Presentatie Voetbalwet (Tweede Kamer, PvdA, VVD, CDA)

28 juni 2007

 

Probleembeschrijving

Voetbal biedt vertier aan een miljoenen publiek; zowel op de bank voor de TV als

op de tribune in het stadion. Gemiddeld zitten er elke week zo’n

tweehonderdduizend supporters in Nederland op de tribune. Dat gaat doorgaans

heel goed, maar het plezier wordt helaas nog te vaak vergald door mensen die

voetbalwedstrijden aangrijpen om rellen te schoppen. Voorbeelden zijn er

genoeg: van de rellen bij Feyenoord- Ajax tot ‘Beverwijk’ en recent zelfs bij Jong

Oranje.

Bij voetbalvandalisme gaat het vaak om een (beperkte) groep relschoppers die

bij herhaling en stelselmatig de openbare orde ernstig verstoren. Deze

relschoppers vertonen hinderlijk en veelal strafbaar gedrag in en/of rondom

voetbalstadions, dan wel rond voetbalgerelateerde evenementen, zoals een

huldiging. Dit gedrag is niet alleen ernstig verstorend voor de openbare orde,

maar levert vaak ook grote materiële schade op. Op deze manier verziekt een

kleine groep relschoppers het voetbal voor een grote groep voetballiefhebbers en

andere burgers. De maat is vol en het is de hoogste tijd voor scherpe

maatregelen. Maatregelen, die een snel en adequaat optreden mogelijk maken

tegen voetbalvandalisme en bevorderen dat de combiregeling- die nu voor

goedwillende voetballiefhebbers een doorn in het oog is- kan worden afgeschaft.
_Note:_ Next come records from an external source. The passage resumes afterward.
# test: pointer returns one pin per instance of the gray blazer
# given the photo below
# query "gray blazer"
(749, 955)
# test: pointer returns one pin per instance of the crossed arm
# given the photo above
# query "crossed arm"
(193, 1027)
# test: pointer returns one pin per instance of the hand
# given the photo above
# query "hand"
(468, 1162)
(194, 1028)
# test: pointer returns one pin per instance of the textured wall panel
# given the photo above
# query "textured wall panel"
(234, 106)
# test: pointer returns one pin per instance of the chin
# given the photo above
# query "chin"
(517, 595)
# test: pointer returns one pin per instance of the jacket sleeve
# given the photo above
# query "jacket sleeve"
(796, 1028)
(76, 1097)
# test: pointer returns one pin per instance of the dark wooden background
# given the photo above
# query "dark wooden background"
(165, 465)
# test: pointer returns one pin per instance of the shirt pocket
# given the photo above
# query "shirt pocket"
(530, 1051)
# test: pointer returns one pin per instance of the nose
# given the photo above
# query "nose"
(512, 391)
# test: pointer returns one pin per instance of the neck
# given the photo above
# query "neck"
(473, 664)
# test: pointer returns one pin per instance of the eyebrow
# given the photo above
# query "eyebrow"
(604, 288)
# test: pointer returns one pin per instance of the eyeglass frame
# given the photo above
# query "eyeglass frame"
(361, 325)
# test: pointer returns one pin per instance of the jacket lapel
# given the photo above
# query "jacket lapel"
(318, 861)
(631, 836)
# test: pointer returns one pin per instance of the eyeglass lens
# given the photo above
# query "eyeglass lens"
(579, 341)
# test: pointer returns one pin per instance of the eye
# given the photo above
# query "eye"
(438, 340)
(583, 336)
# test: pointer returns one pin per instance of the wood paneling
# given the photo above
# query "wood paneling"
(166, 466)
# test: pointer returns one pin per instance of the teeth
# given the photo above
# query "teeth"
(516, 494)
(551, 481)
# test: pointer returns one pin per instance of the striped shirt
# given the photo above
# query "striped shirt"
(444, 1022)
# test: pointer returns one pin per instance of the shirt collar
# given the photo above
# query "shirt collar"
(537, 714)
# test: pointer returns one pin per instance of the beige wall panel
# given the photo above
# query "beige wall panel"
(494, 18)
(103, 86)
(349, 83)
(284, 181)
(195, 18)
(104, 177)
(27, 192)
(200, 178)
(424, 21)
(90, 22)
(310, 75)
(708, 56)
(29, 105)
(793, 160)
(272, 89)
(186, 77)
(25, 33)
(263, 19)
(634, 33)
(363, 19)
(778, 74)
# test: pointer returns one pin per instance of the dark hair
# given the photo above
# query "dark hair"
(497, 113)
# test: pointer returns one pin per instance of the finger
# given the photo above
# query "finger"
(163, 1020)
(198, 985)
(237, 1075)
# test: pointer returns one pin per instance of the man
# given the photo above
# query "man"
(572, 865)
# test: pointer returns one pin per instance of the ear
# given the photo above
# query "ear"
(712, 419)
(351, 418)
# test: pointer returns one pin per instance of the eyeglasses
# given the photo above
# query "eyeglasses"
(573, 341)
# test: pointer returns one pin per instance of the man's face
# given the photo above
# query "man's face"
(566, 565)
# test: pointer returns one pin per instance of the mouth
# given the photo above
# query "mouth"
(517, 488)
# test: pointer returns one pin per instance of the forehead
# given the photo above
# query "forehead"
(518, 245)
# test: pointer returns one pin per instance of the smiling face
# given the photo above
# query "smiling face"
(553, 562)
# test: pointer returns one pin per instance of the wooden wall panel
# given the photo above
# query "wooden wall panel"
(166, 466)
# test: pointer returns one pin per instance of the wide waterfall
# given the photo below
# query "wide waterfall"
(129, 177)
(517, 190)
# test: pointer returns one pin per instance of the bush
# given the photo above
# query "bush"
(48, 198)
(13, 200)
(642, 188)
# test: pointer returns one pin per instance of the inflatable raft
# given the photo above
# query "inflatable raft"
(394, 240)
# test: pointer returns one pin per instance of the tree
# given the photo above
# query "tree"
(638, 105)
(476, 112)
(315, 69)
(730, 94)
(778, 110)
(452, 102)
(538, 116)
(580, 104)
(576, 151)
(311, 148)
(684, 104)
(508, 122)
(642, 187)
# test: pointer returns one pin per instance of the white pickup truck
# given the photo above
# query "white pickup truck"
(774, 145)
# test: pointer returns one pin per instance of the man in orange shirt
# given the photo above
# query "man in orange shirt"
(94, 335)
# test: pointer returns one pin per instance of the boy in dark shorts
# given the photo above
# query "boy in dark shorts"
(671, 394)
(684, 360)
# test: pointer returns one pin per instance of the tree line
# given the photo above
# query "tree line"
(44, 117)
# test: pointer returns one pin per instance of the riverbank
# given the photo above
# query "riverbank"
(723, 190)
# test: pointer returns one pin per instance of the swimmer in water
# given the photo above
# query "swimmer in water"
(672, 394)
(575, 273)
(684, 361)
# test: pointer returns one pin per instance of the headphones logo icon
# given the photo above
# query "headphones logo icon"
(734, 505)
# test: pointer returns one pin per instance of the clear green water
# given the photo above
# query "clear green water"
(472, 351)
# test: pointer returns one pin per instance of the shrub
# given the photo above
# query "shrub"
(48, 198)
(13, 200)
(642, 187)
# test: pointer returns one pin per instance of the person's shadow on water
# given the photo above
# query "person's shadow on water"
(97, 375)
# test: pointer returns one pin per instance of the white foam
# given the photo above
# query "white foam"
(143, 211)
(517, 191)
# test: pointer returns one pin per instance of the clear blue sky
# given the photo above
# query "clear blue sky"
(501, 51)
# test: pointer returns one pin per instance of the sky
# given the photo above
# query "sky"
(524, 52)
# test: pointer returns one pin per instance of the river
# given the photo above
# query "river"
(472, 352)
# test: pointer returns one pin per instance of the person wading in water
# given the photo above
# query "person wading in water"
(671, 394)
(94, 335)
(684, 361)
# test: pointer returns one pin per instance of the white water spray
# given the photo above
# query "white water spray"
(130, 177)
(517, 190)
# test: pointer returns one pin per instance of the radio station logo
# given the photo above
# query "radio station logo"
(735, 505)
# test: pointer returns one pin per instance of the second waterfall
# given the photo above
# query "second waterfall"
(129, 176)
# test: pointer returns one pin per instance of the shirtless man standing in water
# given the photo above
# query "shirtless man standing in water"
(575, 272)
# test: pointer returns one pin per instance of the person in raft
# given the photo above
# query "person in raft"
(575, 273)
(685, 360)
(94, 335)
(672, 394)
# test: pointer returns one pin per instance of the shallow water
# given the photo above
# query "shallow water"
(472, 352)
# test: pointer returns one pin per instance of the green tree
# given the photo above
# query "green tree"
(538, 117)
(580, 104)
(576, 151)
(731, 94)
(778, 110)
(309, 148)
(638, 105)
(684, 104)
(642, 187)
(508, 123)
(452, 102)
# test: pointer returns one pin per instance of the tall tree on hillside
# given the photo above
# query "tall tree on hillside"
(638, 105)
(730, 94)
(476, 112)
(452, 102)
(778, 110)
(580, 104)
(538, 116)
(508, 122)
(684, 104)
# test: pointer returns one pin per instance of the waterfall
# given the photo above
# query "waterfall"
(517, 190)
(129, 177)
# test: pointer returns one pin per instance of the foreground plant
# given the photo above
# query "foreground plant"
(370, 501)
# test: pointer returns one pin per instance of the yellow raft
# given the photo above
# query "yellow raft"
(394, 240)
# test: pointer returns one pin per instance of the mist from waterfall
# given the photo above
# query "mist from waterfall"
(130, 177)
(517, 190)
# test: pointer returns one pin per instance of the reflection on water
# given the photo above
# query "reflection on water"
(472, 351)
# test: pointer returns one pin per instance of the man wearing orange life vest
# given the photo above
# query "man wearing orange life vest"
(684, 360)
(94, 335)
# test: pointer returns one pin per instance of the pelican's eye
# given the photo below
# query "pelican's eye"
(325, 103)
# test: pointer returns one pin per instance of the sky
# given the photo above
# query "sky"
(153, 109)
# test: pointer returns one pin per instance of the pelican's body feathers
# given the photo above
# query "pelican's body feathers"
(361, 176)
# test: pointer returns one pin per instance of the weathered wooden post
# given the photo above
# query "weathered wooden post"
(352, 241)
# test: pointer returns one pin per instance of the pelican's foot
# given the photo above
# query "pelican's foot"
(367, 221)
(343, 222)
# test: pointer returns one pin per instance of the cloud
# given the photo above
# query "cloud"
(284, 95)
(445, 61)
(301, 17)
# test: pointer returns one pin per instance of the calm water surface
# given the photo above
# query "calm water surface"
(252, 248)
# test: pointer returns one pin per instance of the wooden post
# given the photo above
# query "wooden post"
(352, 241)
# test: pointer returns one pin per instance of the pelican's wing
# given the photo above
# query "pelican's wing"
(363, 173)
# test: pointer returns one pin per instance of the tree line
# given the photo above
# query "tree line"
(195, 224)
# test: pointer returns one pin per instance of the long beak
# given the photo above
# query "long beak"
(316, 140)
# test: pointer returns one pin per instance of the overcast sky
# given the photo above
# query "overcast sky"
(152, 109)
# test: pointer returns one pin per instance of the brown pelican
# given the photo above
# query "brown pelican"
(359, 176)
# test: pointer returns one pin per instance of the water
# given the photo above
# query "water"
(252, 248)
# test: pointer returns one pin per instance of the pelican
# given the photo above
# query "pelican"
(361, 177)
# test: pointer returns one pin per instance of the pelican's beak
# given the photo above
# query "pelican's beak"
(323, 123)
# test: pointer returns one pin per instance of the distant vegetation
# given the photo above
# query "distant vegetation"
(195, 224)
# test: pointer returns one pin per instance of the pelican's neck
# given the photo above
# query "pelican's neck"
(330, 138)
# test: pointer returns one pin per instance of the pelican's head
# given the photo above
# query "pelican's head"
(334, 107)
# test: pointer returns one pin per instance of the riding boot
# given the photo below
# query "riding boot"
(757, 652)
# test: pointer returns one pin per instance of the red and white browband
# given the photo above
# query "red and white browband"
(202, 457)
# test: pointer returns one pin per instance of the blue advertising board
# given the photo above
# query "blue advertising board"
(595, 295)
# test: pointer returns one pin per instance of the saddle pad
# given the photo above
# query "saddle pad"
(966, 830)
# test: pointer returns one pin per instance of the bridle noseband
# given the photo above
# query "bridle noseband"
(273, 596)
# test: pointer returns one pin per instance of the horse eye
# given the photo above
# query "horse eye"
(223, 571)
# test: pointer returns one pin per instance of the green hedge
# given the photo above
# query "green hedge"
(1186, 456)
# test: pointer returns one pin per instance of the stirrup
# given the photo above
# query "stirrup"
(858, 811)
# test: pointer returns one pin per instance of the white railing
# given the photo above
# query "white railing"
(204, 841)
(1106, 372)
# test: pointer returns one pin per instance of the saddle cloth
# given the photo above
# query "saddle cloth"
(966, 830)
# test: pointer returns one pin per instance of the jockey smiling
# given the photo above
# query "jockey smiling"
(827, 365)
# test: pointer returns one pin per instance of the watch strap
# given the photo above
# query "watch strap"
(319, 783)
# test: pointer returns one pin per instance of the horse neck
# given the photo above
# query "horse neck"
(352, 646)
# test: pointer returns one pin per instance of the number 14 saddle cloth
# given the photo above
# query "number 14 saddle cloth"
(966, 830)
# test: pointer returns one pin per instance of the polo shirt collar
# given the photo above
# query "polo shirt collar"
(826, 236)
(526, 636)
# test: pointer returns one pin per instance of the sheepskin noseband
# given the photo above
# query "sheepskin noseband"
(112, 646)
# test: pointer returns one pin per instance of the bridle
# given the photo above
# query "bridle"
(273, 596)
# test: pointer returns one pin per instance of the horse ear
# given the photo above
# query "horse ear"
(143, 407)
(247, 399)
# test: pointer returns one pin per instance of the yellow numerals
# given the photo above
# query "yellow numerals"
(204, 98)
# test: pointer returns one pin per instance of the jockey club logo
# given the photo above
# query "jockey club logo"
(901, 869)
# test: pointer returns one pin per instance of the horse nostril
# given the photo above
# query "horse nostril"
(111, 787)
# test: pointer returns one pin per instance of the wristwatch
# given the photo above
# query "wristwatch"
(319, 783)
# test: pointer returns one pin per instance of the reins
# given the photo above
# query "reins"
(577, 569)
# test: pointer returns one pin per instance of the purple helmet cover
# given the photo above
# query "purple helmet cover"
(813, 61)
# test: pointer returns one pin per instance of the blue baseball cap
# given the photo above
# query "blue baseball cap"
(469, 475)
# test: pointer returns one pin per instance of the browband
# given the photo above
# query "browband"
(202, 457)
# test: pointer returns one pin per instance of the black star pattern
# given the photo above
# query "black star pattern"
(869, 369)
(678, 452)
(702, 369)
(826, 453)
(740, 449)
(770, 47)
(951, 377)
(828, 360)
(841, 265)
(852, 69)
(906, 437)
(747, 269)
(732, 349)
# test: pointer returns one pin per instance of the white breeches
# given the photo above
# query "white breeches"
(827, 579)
Wij hebben daarbij drie pijlers gedefinieerd:

 

Pijler 1:

Bij wet wordt mogelijk gemaakt dat een stadion- of gebiedsverbod en een

meldingsplicht kunnen worden opgelegd ter bestrijding van voetbalvandalisme,

zodat de harde kern die zich schuldig maakt aan voetbalvandalisme snel en

doeltreffend kan worden aangepakt en de goedwillende voetballiefhebber buiten

schot blijft. Door de meldingsplicht kunnen de vandalen niet bij of rondom een

wedstrijd aanwezig zijn en dus ook niet voor ongeregeldheden zorgen. Het nietmelden

heeft een strafrechtelijke consequentie.

 

Pijler 2:

Een gebiedsverbod en/of een meldingsplicht kan door zowel de Officier van

Justitie als de burgemeester worden opgelegd aan personen die op grond van

hun gedrag met voetbalvandalisme in verband kunnen worden gebracht.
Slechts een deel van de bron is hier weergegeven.